Barmat got a short extension, but now has to drive into the city to see another doctor who specializes in her condition.

She says she pays high premiums and feels she deserves better.

"It is just unfair that I am put in this position as are hundreds of other patients in this practice with my same condition," said Lisa.

Doctor Klein says the lower reimbursement rates also make it difficult to recruit new doctors to the practice because they can't pay as much as other areas.

He says he would like to see more transparency; meaning being able to see who gets what amount of money from health insurers and how the money is being spent.

Read the full statement from Independence Blue Cross below:

"Independence Blue Cross (IBC) and Abington Neurological Associates (ANA) exchanged proposals regarding contract terms that would allow ANA to remain in our network. However, ANA notified IBC that they would be terminating their agreement with us on August 1, 2013.

We value our relationship with the network physicians who serve our customers, but at the same time we put our customers first. We are committed to fairly and competitively compensating physicians and hospitals. And we believe that our reimbursement levels to ANA are fair and competitive, but we also take seriously the need to balance the affordability of our products for our members and group customers.

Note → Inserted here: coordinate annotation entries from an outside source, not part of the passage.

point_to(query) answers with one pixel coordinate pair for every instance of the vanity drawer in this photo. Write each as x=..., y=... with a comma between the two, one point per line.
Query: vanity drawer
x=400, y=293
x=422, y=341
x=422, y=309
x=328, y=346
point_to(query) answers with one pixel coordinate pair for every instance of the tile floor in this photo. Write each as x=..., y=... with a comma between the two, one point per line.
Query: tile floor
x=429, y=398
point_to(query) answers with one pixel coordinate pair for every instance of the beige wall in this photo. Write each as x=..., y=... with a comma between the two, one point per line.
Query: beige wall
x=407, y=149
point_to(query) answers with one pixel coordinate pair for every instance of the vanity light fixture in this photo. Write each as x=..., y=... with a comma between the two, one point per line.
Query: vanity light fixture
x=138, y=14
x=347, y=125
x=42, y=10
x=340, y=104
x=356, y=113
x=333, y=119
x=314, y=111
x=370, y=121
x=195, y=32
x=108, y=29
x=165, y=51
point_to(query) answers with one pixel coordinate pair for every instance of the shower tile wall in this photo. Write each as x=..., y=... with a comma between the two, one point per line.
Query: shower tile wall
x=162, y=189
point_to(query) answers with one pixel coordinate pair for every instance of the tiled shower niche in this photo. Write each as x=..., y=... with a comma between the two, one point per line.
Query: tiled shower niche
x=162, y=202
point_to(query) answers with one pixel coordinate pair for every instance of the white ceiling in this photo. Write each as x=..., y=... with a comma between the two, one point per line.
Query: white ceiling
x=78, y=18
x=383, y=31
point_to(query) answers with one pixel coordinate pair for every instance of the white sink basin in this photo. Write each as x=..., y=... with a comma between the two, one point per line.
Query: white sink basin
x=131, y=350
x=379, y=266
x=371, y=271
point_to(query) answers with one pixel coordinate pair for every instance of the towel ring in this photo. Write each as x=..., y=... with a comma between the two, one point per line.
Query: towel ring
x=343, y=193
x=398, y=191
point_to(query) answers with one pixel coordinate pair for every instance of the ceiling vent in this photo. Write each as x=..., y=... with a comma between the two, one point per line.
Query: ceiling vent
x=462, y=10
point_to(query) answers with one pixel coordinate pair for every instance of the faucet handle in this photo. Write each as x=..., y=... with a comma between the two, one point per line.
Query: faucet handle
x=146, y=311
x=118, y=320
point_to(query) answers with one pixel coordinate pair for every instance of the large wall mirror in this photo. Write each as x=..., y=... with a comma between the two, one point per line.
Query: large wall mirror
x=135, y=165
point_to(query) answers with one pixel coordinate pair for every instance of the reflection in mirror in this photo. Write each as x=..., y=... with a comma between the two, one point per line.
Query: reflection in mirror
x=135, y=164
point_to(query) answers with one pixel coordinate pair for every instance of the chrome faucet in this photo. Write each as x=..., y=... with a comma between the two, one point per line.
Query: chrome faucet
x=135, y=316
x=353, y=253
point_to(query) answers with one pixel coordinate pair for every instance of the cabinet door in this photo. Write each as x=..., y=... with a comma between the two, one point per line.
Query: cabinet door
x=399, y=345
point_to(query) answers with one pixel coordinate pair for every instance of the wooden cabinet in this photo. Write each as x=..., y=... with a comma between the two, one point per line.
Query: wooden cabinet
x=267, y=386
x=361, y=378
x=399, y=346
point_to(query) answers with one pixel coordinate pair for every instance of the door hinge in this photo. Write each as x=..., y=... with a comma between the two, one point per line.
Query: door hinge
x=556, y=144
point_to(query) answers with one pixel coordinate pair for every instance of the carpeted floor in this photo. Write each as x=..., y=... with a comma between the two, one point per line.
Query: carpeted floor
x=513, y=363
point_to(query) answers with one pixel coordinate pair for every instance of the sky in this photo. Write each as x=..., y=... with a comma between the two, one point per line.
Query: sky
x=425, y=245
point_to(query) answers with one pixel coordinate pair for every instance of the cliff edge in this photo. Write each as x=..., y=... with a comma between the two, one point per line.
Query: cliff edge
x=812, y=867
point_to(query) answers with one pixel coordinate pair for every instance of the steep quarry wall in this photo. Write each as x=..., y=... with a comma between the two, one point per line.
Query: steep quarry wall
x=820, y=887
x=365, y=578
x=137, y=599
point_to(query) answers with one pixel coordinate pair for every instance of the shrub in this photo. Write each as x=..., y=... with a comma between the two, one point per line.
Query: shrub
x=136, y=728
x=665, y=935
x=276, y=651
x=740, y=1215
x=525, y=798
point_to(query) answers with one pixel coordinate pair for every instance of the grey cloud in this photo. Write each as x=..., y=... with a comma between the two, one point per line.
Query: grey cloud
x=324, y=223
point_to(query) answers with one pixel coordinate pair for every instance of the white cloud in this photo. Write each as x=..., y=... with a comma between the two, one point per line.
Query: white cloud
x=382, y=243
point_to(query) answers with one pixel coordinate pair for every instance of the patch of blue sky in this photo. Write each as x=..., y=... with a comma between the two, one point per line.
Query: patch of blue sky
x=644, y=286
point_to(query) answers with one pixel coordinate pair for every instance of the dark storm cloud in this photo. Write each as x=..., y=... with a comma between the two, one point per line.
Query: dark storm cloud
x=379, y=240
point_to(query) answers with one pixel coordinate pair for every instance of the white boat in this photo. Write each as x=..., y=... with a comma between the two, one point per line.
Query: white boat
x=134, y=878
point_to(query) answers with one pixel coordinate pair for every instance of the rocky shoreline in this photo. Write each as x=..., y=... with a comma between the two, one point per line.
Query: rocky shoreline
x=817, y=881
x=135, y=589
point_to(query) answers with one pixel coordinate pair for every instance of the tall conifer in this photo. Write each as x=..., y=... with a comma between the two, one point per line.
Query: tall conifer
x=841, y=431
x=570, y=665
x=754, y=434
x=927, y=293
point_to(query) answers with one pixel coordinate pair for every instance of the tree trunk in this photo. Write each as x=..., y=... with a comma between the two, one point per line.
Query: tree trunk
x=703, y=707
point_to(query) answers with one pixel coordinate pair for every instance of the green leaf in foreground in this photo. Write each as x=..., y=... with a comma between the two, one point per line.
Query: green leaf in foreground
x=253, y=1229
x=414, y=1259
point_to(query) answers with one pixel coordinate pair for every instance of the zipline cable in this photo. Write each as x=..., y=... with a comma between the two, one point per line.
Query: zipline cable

We understand and appreciate how personal a member's relationship can be with a physician, and we are very sensitive to any potential impact on our members or any disruption of care resulting from ANA's decision to end its agreement with us. We are working closely with our members so they may continue to have ready access to the quality medical care they need.

We successfully maintain contractual relationships with all other neurology physicians in our service area, including 75 individual neurologists within 10 miles of Abington. We encourage customers and members with additional questions to call our Customer Service at the phone number listed on their member ID card."

Dr. Klein and Ms. Barmat tell Action News the number of other neurologists available and accepting new patients in the Abington area is much lower than 75.